The key question: Can Congress end the gathering credit maelstrom by passing the $700 billion rescue plan? Or is it already too late?
"It's not too late," says Mark Zandi, chief economist at Moody's Economy.com in West Chester, Pa. "But by their initial reaction, Congress made things worse. They have diluted the benefit of finally acting, and it may mean they have to do even more to stem the damage."
On Thursday, President Bush, urging the House to pass the $700 billion rescue package, said the frozen credit markets were hurting business. "They need to have money on a regular basis from their local banker," he said. "People are not lending money to our medium- and small-sized businesses."
Not everyone has felt the squeeze yet. Home buyers with good credit can still get mortgages, although it may require more footwork. The interest-rate gap between commercial bank lending and Treasury bills has eased from record levels a few days ago.
"The damage is not repaired by any stretch, and the markets are wise to hold back on a positive reaction to the Senate passing the rescue bill," says Bob Brusca of Fact & Opinion Economics in New York. "But the economic data is so terrible, the economy looks decisively in a recession, and the market has to deal with that."

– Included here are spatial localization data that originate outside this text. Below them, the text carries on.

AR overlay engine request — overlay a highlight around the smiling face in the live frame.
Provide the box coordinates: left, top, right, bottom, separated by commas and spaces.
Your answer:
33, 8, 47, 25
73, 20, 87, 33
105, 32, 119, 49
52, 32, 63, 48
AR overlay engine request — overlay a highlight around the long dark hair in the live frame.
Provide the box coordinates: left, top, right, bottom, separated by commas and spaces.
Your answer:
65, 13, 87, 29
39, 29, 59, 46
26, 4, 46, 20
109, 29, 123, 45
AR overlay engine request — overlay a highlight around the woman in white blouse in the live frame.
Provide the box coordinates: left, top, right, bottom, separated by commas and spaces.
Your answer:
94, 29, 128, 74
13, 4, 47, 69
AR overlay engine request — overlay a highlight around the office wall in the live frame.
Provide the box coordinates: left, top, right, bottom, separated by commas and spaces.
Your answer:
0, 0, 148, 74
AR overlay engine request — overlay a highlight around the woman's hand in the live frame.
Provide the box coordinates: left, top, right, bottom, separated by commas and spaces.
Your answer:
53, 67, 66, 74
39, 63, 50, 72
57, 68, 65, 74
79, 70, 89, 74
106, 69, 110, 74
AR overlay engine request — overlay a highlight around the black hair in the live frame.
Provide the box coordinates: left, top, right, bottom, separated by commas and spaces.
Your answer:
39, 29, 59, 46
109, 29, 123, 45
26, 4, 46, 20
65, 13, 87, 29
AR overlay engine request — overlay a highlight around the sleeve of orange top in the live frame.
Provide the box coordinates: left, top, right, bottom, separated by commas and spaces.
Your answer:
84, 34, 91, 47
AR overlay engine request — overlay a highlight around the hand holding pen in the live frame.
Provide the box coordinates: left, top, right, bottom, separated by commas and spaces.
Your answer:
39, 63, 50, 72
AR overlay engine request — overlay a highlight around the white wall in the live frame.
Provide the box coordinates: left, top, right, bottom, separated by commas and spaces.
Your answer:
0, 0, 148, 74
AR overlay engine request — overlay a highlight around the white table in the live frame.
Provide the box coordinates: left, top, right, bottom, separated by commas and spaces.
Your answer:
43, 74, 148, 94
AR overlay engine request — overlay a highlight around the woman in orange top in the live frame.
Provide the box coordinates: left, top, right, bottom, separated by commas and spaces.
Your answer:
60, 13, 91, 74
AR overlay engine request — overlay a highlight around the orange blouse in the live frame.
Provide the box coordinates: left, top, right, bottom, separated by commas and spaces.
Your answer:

Business leaders report the tightening credit milieu is becoming increasingly widespread. "It's more difficult to get a car loan, more difficult to buy large appliances, for small business to finance their purchasing," says John Castellani, president of the Business Roundtable, a Washington association of 160 CEOs of leading US companies.
The auto industry is especially feeling the crunch, with sales falling an average of 27 percent in September. Two states that are particularly hard hit: Florida and California, where buyers are used to tapping home equity lines to finance their vehicles.
Nationally, only 63 percent of consumers applying for a car loan are being approved compared with 83 percent a year ago, says Art Spinella, president of CNW Marketing Research in Bandon, Ore. "It's not that they are bad loans. It's just that no one knows used-car pricing.
The crunch is particularly difficult, he says, for independent auto dealers and used-car dealers. In September alone, he says, nearly 1,000 independents or used-car dealers closed their doors in the US. "They can't get their customers an auto loan," he says.
That's the experience of Gabriel and Michael Elmassih, who own four-month-old Quincy (Mass.) International Auto Sales, which sells used cars. "We probably lost 10 deals in a month because the banks don't approve the car loans," says Gabriel Elmassih.
Credit woes are spreading fairly quickly to the small-business community. In a survey completed in early September, the National Small Business Association found that 32 percent of its members reported worsening bank-loan terms, up from 27 percent in February.